O sacrifício de animais em rituais religiosos é constitucional. A afirmação é do ministro do Supremo Tribunal Federal (STF) Marco Aurélio Mello, relator de uma ação do Ministério Público do Rio Grande do Sul que questiona uma lei estadual que não obriga os cultos de matriz africana a seguir as restrições do Código Estadual de Proteção aos Animais. Segundo o jornal O Globo, em seu voto, na quinta-feira (9), o ministro reforçou que a norma deve valer para todas as religiões e que a constitucionalidade desses sacrifícios está condicionada à ausência de maus-tratos e ao consumo da carne. O ministro Edson Facchin também votou a favor da prática.
"Revela-se desproporcional impedir todo e qualquer sacrifício religioso de animais aniquilando o exercício do direito de liberdade de crença de determinados grupos quando diariamente a população consome carnes de várias espécies. Existem situações nas quais o abate surge constitucionalmente admissível, como no estado de necessidade, para autodefesa ou para fins de alimentação. O sacrifício de animais é aceitável se, afastados os maus-tratos no abate, a carne for direcionada para consumo humano", disse Marco Aurélio.
"Dou parcial provimento ao recurso extraordinário (do Ministério Público gaúcho) conferindo à lei interpretação conforme a Constituição Federal para assentar a constitucionalidade do sacrifício de animais em ritos religiosos de qualquer natureza, vedada a prática de maus-tratos e condicionado o abate ao consumo da carne", completou.
Na tribuna do STF, o promotor Alexandre Saltz, representante do MP, destacou que animais não podem ser considerados "coisas" e lembrou que o STJ já teve de analisar uma disputa de guarda de um cachorro na separação de um casal.
"Morte desnecessária é tratamento cruel. O Ministério Público respeita todas as religiões, especialmente as de matriz africanas. O julgamento não busca enfrentar uma seita perigosa, uma linha religiosa. Não! O que buscamos é que o Supremo Tribunal Federal, cumprindo seu papel constitucional, dê a solução ética e moral adequada ao caso. Nós entendemos que a resposta esperada, desejada é a do provimento do recurso com a declaração da inconstitucionalidade da nossa lei para reconhecer que o puro e simples abate de animal para ritual religioso é uma prática cruel" ressaltou Saltz.
O vice-procurador-geral da República, Luciano Mariz Maia, do Ministério Público Federal (MPF), foi contra a posição do Ministério Público gaúcho. "Para quem acredita em Deus o que há em comum é que essa crença é indissociável de sua própria entidade. A pessoa só é pessoa na permanência da crença de um deus consigo próprio. Sem a crença em Deus, a pessoa perde a sua própria substância e vira animal como outros. Essa matéria revela racismo institucional", rebateu.
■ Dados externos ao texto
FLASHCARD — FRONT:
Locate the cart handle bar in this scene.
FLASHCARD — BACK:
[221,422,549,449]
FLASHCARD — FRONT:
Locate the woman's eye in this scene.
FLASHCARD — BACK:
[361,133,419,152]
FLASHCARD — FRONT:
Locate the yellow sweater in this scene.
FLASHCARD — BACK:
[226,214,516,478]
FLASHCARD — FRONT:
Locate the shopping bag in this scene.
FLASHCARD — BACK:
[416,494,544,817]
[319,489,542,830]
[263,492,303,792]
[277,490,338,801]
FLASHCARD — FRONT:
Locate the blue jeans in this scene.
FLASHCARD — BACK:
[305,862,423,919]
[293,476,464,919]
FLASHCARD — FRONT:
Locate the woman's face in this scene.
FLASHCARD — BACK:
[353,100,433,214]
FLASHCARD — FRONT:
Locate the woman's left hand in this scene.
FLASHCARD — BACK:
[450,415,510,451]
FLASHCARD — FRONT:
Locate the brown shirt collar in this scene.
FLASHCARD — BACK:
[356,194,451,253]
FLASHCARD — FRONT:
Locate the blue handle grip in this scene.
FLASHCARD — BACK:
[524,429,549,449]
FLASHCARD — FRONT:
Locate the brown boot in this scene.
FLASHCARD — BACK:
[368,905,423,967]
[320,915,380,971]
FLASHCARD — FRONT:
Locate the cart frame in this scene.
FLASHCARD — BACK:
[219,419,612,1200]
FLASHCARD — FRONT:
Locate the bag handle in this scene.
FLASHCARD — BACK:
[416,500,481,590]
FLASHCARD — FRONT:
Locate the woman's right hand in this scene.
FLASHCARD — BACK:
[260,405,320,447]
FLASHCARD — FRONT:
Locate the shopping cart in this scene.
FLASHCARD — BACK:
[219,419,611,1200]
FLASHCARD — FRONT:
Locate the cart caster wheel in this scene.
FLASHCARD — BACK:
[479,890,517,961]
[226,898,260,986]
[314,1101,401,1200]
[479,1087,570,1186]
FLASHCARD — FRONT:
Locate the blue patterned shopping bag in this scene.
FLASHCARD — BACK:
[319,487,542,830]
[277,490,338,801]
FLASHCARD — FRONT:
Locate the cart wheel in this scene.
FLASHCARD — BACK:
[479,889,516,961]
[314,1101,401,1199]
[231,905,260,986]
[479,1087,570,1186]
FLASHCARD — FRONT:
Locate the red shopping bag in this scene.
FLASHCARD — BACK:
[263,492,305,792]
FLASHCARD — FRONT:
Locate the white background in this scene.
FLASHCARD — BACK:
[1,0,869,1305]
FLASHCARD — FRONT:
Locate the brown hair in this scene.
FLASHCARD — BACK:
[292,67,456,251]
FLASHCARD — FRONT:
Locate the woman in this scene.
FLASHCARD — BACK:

Os representantes do governo e da Assembleia Legislativa do Rio Grande do Sul defenderam a lei, entre eles o procurador-geral da Assembleia Fernando Baptista Bolzoni:
"Com exceção de integrantes de movimentos como o abolicionismo animal, ninguém questiona o direito do ser humano de abater animais destinados para sua própria alimentação e inclusive de outros animais. Nenhum gaúcho tem drama de consciência com o churrasco de domingo".
Entidades que reúnem adeptos de cultos de origem africana também defenderam a lei.
— Parece que a vida de galinha de macumba vale mais. É assim que coisa de preto é tratada no Brasil. Vida de preto não tem valor nenhum. Mas a galinha da religião de preto, essa vida tem que ser radicalmente protegida — argumentou Hédio Silva Junior, advogado da União de Tendas de Umbanda e Candomblé do Brasil.
Já Francisco Carlos Rosas Giardina, advogado do Fórum Nacional de Proteção e Defesa Animal, foi contra a lei gaúcha. "Em dias que antecedem sextas-feiras 13, ou dias em que haja mudança de lua, somos obrigados a impedir qualquer doação de gatos brancos ou pretos porque eles são objeto de sacrifício. Não pelas religiões que ocupam a tribuna, mas em rituais de magia negra" disse ele.
De acordo com o jornal O Globo, o julgamento vale apenas para a lei gaúcha, mas aponta o entendimento dos ministros sobre o tema. O julgamento foi interrompido por um pedido de vista do ministro Alexandre de Moraes e não há previsão de quando será retomado.